Because Google is like a jetcar with a 20-speed manual gearbox, first gear is plenty for most people. However, if you want the other 19 gears, here are some ideas to get you fired up (just make sure you’re pointing in the right direction first)…
Google’s 2nd gear – Exact-fu
Without much doubt, I think the two basic Google tricks everyone should know are:-
- If you want an exact word match (i.e. not a nearest sound match, or a plural/singular), precede the word with ‘+’. This is most useful when (as is often the case with historical research) you’re looking for a particularly obscure word or name, for which Google will suggestion zillions of alternatives. For example, if you want to search for Sirturi (but don’t want the 46,000 hits returned by Sireturi), search instead for +Sirturi and you’ll get the 79 hits you do want.
- If you want an exact phrase, wrap the phrase in double quotes. For example, searching for Nick Pelling gets 144,000 hits (any page containing the two words will do) – but searching for “Nick Pelling” will give you a mere 9,250 hits. (Lazy hack: you can usually omit the final double quotes, Google is smart enough to fill them in for you.)

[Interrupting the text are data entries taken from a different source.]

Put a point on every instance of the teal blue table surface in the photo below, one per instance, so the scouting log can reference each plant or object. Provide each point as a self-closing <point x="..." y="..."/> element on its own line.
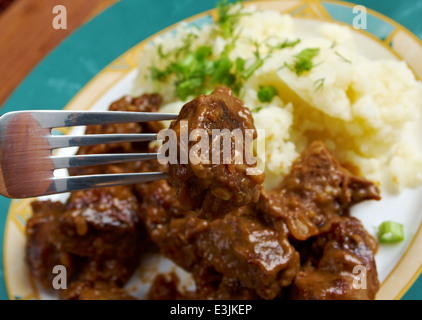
<point x="88" y="50"/>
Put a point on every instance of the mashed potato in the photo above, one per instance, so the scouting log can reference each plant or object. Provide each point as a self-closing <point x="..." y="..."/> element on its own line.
<point x="367" y="112"/>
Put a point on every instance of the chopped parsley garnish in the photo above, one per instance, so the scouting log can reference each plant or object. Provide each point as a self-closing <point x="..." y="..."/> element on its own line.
<point x="285" y="44"/>
<point x="266" y="93"/>
<point x="342" y="57"/>
<point x="390" y="232"/>
<point x="227" y="20"/>
<point x="303" y="61"/>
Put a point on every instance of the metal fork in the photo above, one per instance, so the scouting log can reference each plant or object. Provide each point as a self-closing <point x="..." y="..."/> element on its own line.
<point x="26" y="143"/>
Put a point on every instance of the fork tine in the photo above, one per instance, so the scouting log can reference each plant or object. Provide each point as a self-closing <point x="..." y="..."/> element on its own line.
<point x="99" y="159"/>
<point x="60" y="185"/>
<point x="64" y="118"/>
<point x="56" y="142"/>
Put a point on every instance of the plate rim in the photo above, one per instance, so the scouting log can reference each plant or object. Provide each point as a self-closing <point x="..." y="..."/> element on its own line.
<point x="141" y="45"/>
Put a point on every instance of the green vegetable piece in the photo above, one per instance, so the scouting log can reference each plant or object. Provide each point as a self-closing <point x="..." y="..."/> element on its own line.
<point x="266" y="93"/>
<point x="390" y="232"/>
<point x="286" y="44"/>
<point x="246" y="74"/>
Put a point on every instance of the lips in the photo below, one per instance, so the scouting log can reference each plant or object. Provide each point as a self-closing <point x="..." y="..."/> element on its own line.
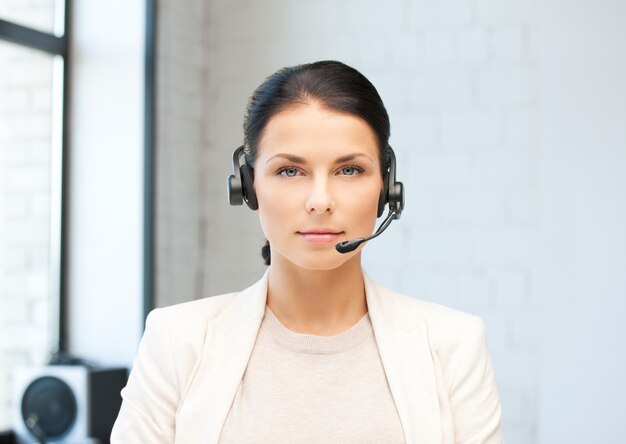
<point x="321" y="236"/>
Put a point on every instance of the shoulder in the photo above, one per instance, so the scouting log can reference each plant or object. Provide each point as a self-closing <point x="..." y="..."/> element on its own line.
<point x="189" y="320"/>
<point x="447" y="328"/>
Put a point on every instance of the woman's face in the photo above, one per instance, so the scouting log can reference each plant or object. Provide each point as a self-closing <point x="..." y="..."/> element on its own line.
<point x="317" y="180"/>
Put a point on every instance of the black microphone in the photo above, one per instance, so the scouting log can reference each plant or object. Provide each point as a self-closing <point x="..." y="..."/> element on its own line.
<point x="353" y="244"/>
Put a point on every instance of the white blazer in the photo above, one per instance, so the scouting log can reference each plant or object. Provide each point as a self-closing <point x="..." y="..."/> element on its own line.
<point x="193" y="356"/>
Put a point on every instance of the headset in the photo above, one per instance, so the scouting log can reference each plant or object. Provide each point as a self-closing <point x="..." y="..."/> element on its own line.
<point x="240" y="189"/>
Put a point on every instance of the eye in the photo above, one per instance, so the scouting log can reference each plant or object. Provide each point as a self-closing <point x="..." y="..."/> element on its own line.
<point x="288" y="171"/>
<point x="351" y="170"/>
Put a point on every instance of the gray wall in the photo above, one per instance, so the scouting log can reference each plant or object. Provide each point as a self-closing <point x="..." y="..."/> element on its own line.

Basically, if you know that a given (fairly rare) search term is correct, you’re normally better off preceding it by ‘+’, to ask Google not to get in the way. Of course, leave out the + if you’re not 100% sure!
Note that these two tricks overlap: if you Google for (the doubly-misspelt) cypher mistery, the top result is for cipher mystery (i.e. Google suggests corrections to both words) – but if you search for “cypher mistery” (i.e. the same word pair but in quotes), Google only suggests web-pages with one change to the pair of words.
Google’s 3rd gear – Success-fu
A recurring problem is how to deal with the vast number of pages returned (even with 2nd gear Google-fu): and with just the one lifetime at your disposal, how could you ever sensibly go through a million hits? Of course, you can’t: but here are some neat Google trickettes to help you when your search query has proved, errrm, too successful:-
- If there is some unrelated idea that is diluting your search results, add a word associated with that secondary strand to your search but precede it with ‘-‘. For example, if you want to search for Voynich but don’t want any hits related to the Broken Sword computer game (written by Charles Cecil’s company Revolution Software), you could search for Voynich -Revolution. For bonus Google-fu points, try excluding multiple things at the same time, such as Voynich -Revolution -Ethel -ufo
- Use “100 results per page” as your default Google preference. The “Page Down” button (or, more likely these days, “mouse scroll-wheel down”) is a quick way of browsing 10x more results than you would otherwise get. OK, it’s not ideal, but any half-decent researcher should be capable of speed-reading, surely?
In short, being able to use ‘+’, ‘-‘ and double-quotes effectively is a good practical starting point for would-be Googlers. Note: while it used to be the case that Google’s engine caused these mechanisms to interfere with each other (specifically, you used not to be able to search for quoted strings and excluding search terms at the same time), these days they seem to have sorted all that out. Just in case you run into some outdated information on the web! (As if…)
Google’s 4th gear – Refinement-fu
Let’s say you’d like to craft a search query to yield a manageable set of results – say, 50 or 100 hits. But what do you do if your ‘vanilla’ two word search gets a million hits, but an exact phrase search gets only 2 or 3 hits? How can you coax Google into returning a more useful number of hits?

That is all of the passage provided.